The DIAN-TU Tau NexGen Platform trial will assess the safety, tolerability, biomarker, and cognitive efficacy of anti-tau therapies before and after tangle formation in dominantly inherited AD (DIAD) using a staggered, adaptive design with shared controls across treatment arms.

Tau species, including MTBR-tau which aggregate in tau tangles, increase in CSF and blood more than 10 years before tangles are detected by PET, and are closely associated with progression of Alzheimer pathology. This trial will investigate whether the monoclonal antibody, E2814, which targets soluble MTBR-tau, can limit disease progression in DIAD. To assure comparable background therapy, the anti-amyloid antibody lecanemab will be administered to participants.

The trial will enroll separate DIAD cohorts of pre-tangle, asymptomatic (CDR=0) and post-tangle, symptomatic (CDR=0.5-1.0) participants, randomizing each to E2814 or placebo. Lecanemab will be administered after E2814 in the asymptomatic cohort and before E2814 in the symptomatic cohort. Outcomes include clinical and cognitive measures, and biomarkers.
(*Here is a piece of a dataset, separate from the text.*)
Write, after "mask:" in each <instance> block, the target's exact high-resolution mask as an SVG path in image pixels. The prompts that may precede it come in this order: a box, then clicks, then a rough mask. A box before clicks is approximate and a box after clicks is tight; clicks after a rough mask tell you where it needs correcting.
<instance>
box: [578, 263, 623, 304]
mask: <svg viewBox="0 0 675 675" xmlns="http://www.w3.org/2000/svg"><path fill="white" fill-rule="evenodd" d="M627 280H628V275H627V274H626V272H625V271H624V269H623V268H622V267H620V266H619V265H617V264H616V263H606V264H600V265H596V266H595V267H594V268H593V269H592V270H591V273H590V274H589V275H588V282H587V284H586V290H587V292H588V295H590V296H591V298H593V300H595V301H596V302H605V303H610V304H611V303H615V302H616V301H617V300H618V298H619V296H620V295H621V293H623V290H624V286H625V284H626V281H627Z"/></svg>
For the pre-tangle, asymptomatic cohort, CSF ptau217/tau217 at 4 years is the endpoint. For the post-tangle, symptomatic cohort, tau-PET at 2 and 4 years is primary endpoint. Target engagement will be assessed by CSF MTBR-tau and downstream effects on soluble t-tau, p-tau and MTBR tau; neurodegeneration by CSF and blood NfL and structural MRI; metabolism by FDG-PET; and amyloid-beta 42/40 by CSF and blood and amyloid-PET.

This is the first trial designed to assess if and when an anti-MTBR tau antibody, with background anti-amyloid antibody, will exert its targeted biomarker and clinical effects through disease progression in DIAD.